Method 1: Second Derivative Test

  • If d²y/dx² > 0, the point is a local minimum.
  • If d²y/dx² < 0, the point is a local maximum.
  • If d²y/dx² = 0, the test is inconclusive — use another method.

Method 2: Sign of the First Derivative

Check the sign of dy/dx on either side of the stationary point:

  • If dy/dx changes from positive to negative → maximum.
  • If dy/dx changes from negative to positive → minimum.

Exam Tip: The second derivative test is quicker and is preferred unless the second derivative is zero or very difficult to compute.


Example 3: Box Problem (Classic A-Level)

A rectangular sheet of card measures 24 cm by 15 cm. Squares of side x cm are cut from each corner and the sides folded up to make an open box. Find the value of x that maximises the volume.

Setting up:

After cutting and folding, the box has:

  • Length = (24 − 2x) cm
  • Width = (15 − 2x) cm
  • Height = x cm

The volume is:

V = x(24 − 2x)(15 − 2x)

Expand:

V = x(360 − 48x − 30x + 4x²)
V = x(360 − 78x + 4x²)
V = 360x − 78x² + 4x³

Differentiate:

dV/dx = 360 − 156x + 12x²

Set dV/dx = 0:

12x² − 156x + 360 = 0
x² − 13x + 30 = 0
(x − 3)(x − 10) = 0
x = 3 or x = 10

Since the width is 15 cm, we need 15 − 2x > 0, so x < 7.5. Therefore x = 10 is invalid.

Check x = 3 using the second derivative:

d²V/dx² = −156 + 24x

At x = 3: d²V/dx² = −156 + 72 = −84 < 0 → maximum.

Maximum volume = 3(24 − 6)(15 − 6) = 3 × 18 × 9 = 486 cm³.


Example 4: Profit Maximisation

A company sells widgets at a price of p pounds each. The number sold per week is n = 800 − 20p. Each widget costs £5 to produce, and the company has fixed weekly costs of £1000.

Find the price that maximises weekly profit.

Setting up:

Revenue = np = (800 − 20p)p = 800p − 20p²

Cost = 5n + 1000 = 5(800 − 20p) + 1000 = 4000 − 100p + 1000 = 5000 − 100p

Profit = Revenue − Cost:

P = 800p − 20p² − (5000 − 100p)
P = 800p − 20p² − 5000 + 100p
P = −20p² + 900p − 5000

Differentiate:

dP/dp = −40p + 900

Set dP/dp = 0:

−40p + 900 = 0
p = 22.50

Check: d²P/dp² = −40 < 0 → maximum.

Maximum profit = −20(22.5)² + 900(22.5) − 5000 = −10125 + 20250 − 5000 = £5125 per week.

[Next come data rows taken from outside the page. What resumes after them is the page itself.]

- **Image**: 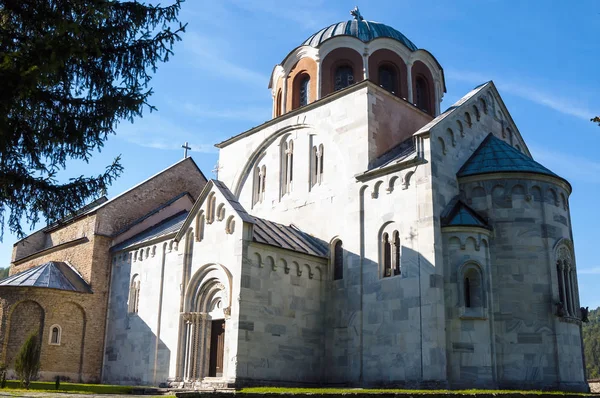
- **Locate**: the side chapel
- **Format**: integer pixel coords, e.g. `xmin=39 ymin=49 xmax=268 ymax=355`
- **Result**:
xmin=0 ymin=9 xmax=588 ymax=391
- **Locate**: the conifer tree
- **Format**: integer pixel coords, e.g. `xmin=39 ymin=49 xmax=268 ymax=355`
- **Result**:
xmin=0 ymin=0 xmax=185 ymax=239
xmin=15 ymin=333 xmax=41 ymax=390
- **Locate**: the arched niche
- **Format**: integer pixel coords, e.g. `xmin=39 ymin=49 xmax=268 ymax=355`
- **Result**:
xmin=411 ymin=61 xmax=436 ymax=116
xmin=369 ymin=49 xmax=408 ymax=98
xmin=321 ymin=47 xmax=364 ymax=97
xmin=286 ymin=58 xmax=317 ymax=111
xmin=184 ymin=264 xmax=232 ymax=312
xmin=4 ymin=300 xmax=46 ymax=367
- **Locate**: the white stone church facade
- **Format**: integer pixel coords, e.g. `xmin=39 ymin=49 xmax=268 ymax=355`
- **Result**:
xmin=102 ymin=12 xmax=587 ymax=391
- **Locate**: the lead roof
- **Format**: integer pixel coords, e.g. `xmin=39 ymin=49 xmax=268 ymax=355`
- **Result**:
xmin=0 ymin=261 xmax=92 ymax=293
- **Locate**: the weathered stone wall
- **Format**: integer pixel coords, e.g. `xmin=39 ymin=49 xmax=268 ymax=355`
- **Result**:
xmin=219 ymin=83 xmax=446 ymax=383
xmin=236 ymin=244 xmax=329 ymax=383
xmin=368 ymin=87 xmax=433 ymax=161
xmin=443 ymin=228 xmax=496 ymax=388
xmin=103 ymin=240 xmax=181 ymax=385
xmin=0 ymin=288 xmax=104 ymax=382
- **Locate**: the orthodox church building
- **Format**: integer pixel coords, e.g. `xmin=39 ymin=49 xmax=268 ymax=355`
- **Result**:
xmin=0 ymin=9 xmax=588 ymax=391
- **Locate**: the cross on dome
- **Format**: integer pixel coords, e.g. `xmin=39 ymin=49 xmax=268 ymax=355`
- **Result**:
xmin=350 ymin=6 xmax=364 ymax=21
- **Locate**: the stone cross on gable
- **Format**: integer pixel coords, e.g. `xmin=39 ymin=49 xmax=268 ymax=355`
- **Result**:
xmin=181 ymin=141 xmax=192 ymax=159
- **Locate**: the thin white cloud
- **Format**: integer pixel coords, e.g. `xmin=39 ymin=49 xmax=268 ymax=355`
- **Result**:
xmin=116 ymin=113 xmax=217 ymax=153
xmin=183 ymin=32 xmax=269 ymax=87
xmin=445 ymin=69 xmax=594 ymax=121
xmin=181 ymin=102 xmax=271 ymax=123
xmin=577 ymin=267 xmax=600 ymax=275
xmin=529 ymin=144 xmax=600 ymax=184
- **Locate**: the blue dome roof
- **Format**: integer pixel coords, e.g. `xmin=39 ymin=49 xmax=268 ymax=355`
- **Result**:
xmin=302 ymin=16 xmax=418 ymax=51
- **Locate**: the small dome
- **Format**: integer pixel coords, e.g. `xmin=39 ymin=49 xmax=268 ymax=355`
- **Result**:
xmin=302 ymin=7 xmax=418 ymax=51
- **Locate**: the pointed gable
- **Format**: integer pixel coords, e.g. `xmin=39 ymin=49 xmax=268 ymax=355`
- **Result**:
xmin=456 ymin=133 xmax=558 ymax=177
xmin=442 ymin=198 xmax=491 ymax=229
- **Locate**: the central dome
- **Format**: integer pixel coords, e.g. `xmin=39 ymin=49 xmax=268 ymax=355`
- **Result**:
xmin=302 ymin=8 xmax=418 ymax=51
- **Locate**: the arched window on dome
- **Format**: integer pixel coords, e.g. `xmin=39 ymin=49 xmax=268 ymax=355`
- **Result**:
xmin=415 ymin=76 xmax=431 ymax=113
xmin=333 ymin=64 xmax=354 ymax=91
xmin=298 ymin=75 xmax=310 ymax=106
xmin=378 ymin=64 xmax=399 ymax=95
xmin=333 ymin=239 xmax=344 ymax=280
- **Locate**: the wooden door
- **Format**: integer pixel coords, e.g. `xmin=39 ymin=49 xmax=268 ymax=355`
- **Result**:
xmin=208 ymin=319 xmax=225 ymax=377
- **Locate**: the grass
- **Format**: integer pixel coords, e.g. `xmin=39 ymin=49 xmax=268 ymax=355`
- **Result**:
xmin=239 ymin=387 xmax=591 ymax=395
xmin=0 ymin=380 xmax=155 ymax=395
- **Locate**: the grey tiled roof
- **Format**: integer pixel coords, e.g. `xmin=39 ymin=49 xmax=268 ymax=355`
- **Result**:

Common Pitfalls in Optimisation

  1. Not eliminating a variable: If your function has two unknowns (e.g. r and h), use the constraint to write one in terms of the other before differentiating.
  2. Ignoring domain restrictions: Physical constraints (lengths must be positive, x < certain value) may eliminate one of your solutions.
  3. Forgetting to verify max/min: Always use the second derivative test or another method.
  4. Stopping too early: Find the actual maximum/minimum value, not just the value of the variable.

Summary

  • Optimisation problems require you to form an expression for the quantity to be maximised or minimised, then use differentiation.
  • Use constraints to reduce the expression to a single variable.
  • Set the first derivative equal to zero to find stationary points.
  • Use the second derivative test to verify the nature of the turning point.
  • Always check that your solution is physically valid (positive lengths, within domain).
  • Give your final answer in the context of the question.

Exam Tip: Optimisation questions are worth a lot of marks. Lay out your working clearly: state what you are maximising/minimising, show the constraint, show the substitution, differentiate, solve, verify, and state the answer in context. Every step earns marks even if you make an arithmetic slip later.